The promise of digital technologies is the ultimate kind of ‘distributed cognition’ – the ability to use different digital environments in order to help our thinking be streamlined – focused on one thing or another: on writing a report, or planning a project, or communicating with co-workers or loved ones.
The fact is, though, that open digital eco-systems have resulted in fragmented, rather than distributed cognition, in that they do not offer discrete thinking environments, but rather – because of machines’ ability to multi-task (an ability we do not share) and because services to perform various tasks online and offline are not standardised – workers are finding their cognition frequently fragmented (where did I save The Thing, who was I talking with about The Thing and in which app?), with terms like ‘attention residue’ and ‘open loops’ being thrown around in a way that wouldn’t have been familiar to pre-digital era workers.
Distributed Cognition
I’ve just written two sentences a whole paragraph long each, so let me try and state it more simply, with a bit more explanation. ‘Distributed cognition’ refers to the concept that our brains naturally use the environment around us to help us ‘do’ our thinking. This is both proactive and reactive.
First of all, we react to our environment in our thinking: A traveller trying to find their platform at a noisy train station won’t be distracted by deep thoughts about life, the universe and everything; conversely, when they’ve finally arrived at their retreat and are lying under the quiet night sky staring at the stars, they almost won’t be able to help thinking deeply about the universe and their place in it. They’re less likely to be thinking about which platform went to Inverness.
But secondly we can be proactive with our environment to help our thinking: everybody knows the power of tidying up an office or desk space before getting to work on something. Once all the things are in their proper place, work just seems to flow that much more effectively. Perhaps the most common form of distributed cognition is leaving something by the front door that you need to remember to take with you the following day. Or at least a note about the Thing.

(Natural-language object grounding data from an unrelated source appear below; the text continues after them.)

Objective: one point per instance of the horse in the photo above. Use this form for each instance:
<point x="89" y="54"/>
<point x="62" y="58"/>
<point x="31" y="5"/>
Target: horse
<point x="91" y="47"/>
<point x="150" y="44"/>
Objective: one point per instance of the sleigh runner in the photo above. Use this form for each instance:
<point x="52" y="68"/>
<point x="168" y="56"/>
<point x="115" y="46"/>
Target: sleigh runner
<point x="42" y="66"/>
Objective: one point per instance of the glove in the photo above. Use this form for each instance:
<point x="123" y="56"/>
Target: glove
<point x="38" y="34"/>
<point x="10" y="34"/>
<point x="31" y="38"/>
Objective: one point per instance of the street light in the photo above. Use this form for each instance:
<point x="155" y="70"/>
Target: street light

In theory this can be true of digital environments also. If we can correctly harness the power of the right apps, we can keep our calendar organised in one app, our notes in another, and our to-do lists in another. This is proactive distributed cognition. Those apps can further help us with extra organisational tools such as tags to categorise things, so that we don’t have unnecessary items showing when we don’t need to see them. This has the power to help streamline our thinking.
Fragmented Cognition
So why does it feel so stressful trying to juggle the things in our lives using digital tools? Unless you’re really locked-down, a self-employed worker with strict boundaries around your tech, you’re likely to find that people you work with across your organisation, voluntary organisations, and family, are all using different tools to get similar jobs done. Often even within one organisation, various services could be deployed simultaneously, either formally (due to different line managers or IT managers running the show at different times) or informally (where co-workers use personal phone numbers and email addresses for communication or their own personal cloud services where they find these easier or more convenient for sharing).
Bearing in mind that each app or service requires a learning curve, one that most of the time we’re not willing to go on, assuming that it will work as we expect, or not bothering to learn it in the first place, most of us muddle along feeling a little lost in the sea of information and communication.

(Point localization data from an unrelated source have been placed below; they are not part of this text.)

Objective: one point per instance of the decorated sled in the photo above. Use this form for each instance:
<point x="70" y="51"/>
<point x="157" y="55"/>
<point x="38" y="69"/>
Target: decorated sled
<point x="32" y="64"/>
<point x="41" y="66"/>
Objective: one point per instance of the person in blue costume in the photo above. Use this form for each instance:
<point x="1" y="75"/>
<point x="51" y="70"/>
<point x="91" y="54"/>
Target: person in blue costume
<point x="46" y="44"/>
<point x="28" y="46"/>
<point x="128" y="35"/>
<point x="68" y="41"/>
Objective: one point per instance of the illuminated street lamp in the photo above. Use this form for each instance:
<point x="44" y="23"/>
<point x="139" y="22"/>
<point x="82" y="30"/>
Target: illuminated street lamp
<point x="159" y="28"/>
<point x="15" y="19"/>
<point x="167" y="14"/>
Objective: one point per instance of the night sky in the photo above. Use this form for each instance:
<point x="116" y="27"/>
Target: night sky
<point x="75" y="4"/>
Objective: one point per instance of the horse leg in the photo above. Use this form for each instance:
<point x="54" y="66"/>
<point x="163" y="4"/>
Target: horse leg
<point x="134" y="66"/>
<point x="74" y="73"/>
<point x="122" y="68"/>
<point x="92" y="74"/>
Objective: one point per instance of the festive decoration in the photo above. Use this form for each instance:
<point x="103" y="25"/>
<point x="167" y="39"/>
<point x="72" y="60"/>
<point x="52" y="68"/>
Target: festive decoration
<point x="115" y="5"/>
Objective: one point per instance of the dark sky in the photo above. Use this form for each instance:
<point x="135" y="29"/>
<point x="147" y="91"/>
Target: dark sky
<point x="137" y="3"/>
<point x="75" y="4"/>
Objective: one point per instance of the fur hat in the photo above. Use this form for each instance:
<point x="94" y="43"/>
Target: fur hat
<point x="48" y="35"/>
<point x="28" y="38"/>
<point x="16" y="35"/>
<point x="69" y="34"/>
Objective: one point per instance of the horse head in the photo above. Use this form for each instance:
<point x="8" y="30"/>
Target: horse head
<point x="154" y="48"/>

Again, compare this situation to the pre-digital era, when correspondence was only by paper or by phone, or in person, and filing similarly was all by paper in files and cabinets. Slower, yes; clearer, less fragmented, also yes. How much time and money is wasted on multi-system-fragmentation-attention-loss, I wonder? (To coin a phrase that I’m sure is going absolutely nowhere.)
Dis. vs. Frag
So in summary: Cognition is distributed when the materials we need to appropriately engage with and think about or work on something are in the place we expect them to be when we need them. Cognition is fragmented when the materials we need are (or could be) in a multiplicity of locations, possibly in different states, such as across different apps and services, or when the environment it is in is one that we are unfamiliar with and cannot navigate without a learning curve which we are unwilling to scale.
Movements such as ‘Digital Minimalism’ (based on Cal Newport’s book by the same name) are efforts to counter this kind of fragmentation, though they can often be exercised only on a personal basis; it takes bolder and more difficult strokes to affect institutional change in such a way that helps streamline processes for everyone in an organisation. But unless those institutional changes can take place, with managers recognising the toll that systems-agnosticism (another forgettable term I’m sure) is taking on cognition and attention, personal discipline around ‘Digital Minimalism’ can only be so effective.